SignalFx Python Library
Project description
signalflow is a command-line client for SignalFx SignalFlow Analytics. It allows for executing, controlling and streaming live output from SignalFlow Analytics computations, as well as batch non-streaming output.
For more information on the SignalFlow analytics language, visit the SignalFx Developers documentation at https://developers.signalfx.com/signalflow_analytics/signalflow_overview.html.

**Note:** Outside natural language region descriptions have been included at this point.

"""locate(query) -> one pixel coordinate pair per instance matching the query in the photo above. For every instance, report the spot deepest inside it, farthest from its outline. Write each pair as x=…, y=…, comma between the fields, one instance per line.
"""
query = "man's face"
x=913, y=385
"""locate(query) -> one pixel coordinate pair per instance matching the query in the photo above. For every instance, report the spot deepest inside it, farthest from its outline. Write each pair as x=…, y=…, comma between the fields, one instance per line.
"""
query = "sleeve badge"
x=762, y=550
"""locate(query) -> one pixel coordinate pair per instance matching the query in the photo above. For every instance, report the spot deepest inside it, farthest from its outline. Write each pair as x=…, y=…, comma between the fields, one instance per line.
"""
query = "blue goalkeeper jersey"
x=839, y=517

Note: The signalflow CLI is not an officially supported tool. It is intended to be an example of how to use the SignalFlow analytics language part of the signalfx-python library.
Installation
To install, along with the required dependencies, simply use pip:
$ pip install git+https://github.com/signalfx/signalflow-cli
Demo
Usage
The signalflow command-line tool supports both interactive and non-interactive operation modes. In interactive mode, it offers a prompt that allows for setting computation parameters and executing SignalFlow programs while visualizing their streaming output in real-time. The default display shows the live data, with a spark line of the last 10 values, for each received time series. CSV output and graph output can also be optained by setting the .output parameter (see below “Interactive mode usage”).
In non-interactive mode, signalflow reads the SignalFlow program text (either from stdin or from a file) and outputs the results the format specified by the --output command-line flag. By default, this uses the same live data display as the interactive prompt. The available output modes are:
csv; outputs the data in CSV format. The first column is a millisecond timestamp; other columns contain the value of each output time series for each of those times.

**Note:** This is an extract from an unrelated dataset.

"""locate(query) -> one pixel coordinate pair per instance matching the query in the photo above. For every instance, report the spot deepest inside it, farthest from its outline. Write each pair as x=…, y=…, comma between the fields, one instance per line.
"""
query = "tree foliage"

This output will keep streaming unless a fixed stopped time has been specified (which can be either in the past or in the future).

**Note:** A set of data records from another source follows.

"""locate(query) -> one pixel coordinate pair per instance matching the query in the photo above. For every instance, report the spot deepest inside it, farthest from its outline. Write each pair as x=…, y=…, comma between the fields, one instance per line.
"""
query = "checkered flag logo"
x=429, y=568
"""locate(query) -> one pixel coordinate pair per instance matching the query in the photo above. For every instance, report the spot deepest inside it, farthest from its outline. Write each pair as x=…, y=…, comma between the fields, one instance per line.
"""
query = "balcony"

graph; generates CSV data and renders it as a graph in a window.
live; shows the same live display as in interactive mode, just without the prompt around it. Computation parameters should be set via the appropriate command-line flags as necessary.
Finally, the graphing can also be used from the provided standalone utility csv-to-plot, which reads CSV data from a file (or stdin) and renders the graph. Using --output graph is the same as piping the output of --output csv into csv-to-plot:
$ signalflow --start=-15m --stop=-1m --output=graph < program.txt
$ signalflow --start=-15m --stop=-1m --output=csv < program.txt | csv-to-plot
Interactive mode usage
$ signalflow
The client will first ask you to enter your SignalFx credentials to obtain a session token. If you want to avoid this everytime you use the client, write your session token in ~/.sftoken. See “Obtaining your token” below for details.
After a greeting header, you should see the prompt ->. You can then enter a SignalFlow program (even across multiple lines) and press <Esc><Enter> to execute the program and visualize the results. Press ^C at any time to interrupt the stream, and again to exit the client.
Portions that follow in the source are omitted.